DNA Sequencing Solution

$30.00 $24.90

Description

In order to complete the Human Genome Project, geneticists were required to sequence DNA. This process determines the correct order of DNA strands, which are made from four bases: adenine (A), guanine (G), cytosine ©, and thymine (T). To do this, the ends of two incomplete DNA strands are compared to see if they match when overlapped. If so, it is possible that these DNA strands are two pieces of a larger whole. Essentially, the goal of DNA sequencing is to piece together tiny fragments of the much larger original, called a genome.

Here is an example of two DNA strands that match when overlapped:

Strand 1: ACGGACATAGTCATT

Strand 2: CATAGTCATTTCATG

Combined: ACGGACATAGTCATTTCATG

Assignment

Your program will attempt to find the best match between a target DNA strand and several candidate DNA strands. Your program will read the target DNA strand from one file (containing just one line) and the candidate DNA strands from a second file (containing one line for each of the candidate DNA strands). See the examples below.

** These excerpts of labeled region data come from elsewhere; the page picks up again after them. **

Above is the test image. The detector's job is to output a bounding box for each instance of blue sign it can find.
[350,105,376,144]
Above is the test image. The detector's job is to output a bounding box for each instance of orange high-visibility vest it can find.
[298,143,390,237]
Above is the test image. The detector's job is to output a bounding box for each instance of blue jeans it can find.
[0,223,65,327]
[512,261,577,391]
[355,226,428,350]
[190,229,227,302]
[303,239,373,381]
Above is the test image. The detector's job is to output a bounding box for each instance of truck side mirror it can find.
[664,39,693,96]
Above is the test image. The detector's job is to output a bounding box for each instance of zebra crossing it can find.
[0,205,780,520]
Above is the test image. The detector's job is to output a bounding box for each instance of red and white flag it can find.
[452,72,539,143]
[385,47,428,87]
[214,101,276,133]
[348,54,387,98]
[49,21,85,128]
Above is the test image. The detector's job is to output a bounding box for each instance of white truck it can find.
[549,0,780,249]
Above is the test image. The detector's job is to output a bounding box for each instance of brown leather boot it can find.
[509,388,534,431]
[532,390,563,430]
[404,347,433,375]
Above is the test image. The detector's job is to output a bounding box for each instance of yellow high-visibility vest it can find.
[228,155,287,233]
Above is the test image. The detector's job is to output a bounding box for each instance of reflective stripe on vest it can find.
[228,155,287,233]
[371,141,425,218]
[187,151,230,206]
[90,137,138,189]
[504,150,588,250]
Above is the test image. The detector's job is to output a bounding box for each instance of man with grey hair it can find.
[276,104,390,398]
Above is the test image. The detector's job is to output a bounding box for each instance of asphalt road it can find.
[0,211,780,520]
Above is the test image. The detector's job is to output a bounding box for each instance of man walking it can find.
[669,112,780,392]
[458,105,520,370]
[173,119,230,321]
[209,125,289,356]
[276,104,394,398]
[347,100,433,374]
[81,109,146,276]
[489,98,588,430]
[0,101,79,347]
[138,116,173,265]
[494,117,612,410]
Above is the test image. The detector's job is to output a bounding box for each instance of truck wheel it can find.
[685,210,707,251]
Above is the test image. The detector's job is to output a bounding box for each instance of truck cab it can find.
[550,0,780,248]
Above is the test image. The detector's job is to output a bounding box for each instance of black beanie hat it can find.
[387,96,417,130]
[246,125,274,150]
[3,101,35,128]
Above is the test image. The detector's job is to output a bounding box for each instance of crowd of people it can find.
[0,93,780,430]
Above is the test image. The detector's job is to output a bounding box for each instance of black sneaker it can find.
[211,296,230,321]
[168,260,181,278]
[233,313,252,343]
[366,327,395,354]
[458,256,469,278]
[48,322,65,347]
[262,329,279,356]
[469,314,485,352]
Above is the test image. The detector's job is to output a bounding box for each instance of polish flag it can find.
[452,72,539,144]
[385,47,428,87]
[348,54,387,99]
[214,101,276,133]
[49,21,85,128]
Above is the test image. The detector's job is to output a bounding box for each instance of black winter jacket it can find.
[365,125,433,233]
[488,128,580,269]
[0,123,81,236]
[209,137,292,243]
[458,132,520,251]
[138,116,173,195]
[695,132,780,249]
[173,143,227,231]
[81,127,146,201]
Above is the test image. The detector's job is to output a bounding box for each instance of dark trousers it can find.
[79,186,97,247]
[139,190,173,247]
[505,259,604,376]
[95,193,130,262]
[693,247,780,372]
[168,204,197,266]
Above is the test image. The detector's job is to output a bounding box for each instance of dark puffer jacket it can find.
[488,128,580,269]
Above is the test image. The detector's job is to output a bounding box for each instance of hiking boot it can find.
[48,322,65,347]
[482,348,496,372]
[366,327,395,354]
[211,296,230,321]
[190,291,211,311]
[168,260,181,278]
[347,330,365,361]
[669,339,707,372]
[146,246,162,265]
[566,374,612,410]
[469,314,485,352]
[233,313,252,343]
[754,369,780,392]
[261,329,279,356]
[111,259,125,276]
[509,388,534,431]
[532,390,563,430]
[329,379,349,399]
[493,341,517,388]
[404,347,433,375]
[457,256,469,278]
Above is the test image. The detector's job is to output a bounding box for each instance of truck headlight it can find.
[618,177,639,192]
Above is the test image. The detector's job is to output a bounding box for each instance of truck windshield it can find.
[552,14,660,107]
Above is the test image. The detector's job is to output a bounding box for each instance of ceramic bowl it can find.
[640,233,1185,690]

Your program should start by asking the user for the filename of each of these two files. After determining which of the candidate DNA strands is the best match, it should combine the target strand with the matching strand (as shown in the example above) and print the combined strand.

In order to determine which candidate strand is the best match, you should compare the target strand to each of the candidate strands. The best match is the candidate strand with the largest number of overlapping bases (the number of contiguous bases that are in common). For example, the two strands shown above have 10 overlapping bases. To make your job easier, simply compare the end of the target strand to the beginning of each candidate strand (you do not need to compare the beginning of the target strand to the ends of the candidate strands).

If two candidate strands tie as the best match, use the candidate strand which appears first in the file. You may assume that all of the candidate strands have the same length as the target strand. You may also assume that at least one of the candidate strands will match the target strand.

Hints

Consider using string slicing as you compare the strands.

Python provides startswith and endswith functions to assist in comparing strings.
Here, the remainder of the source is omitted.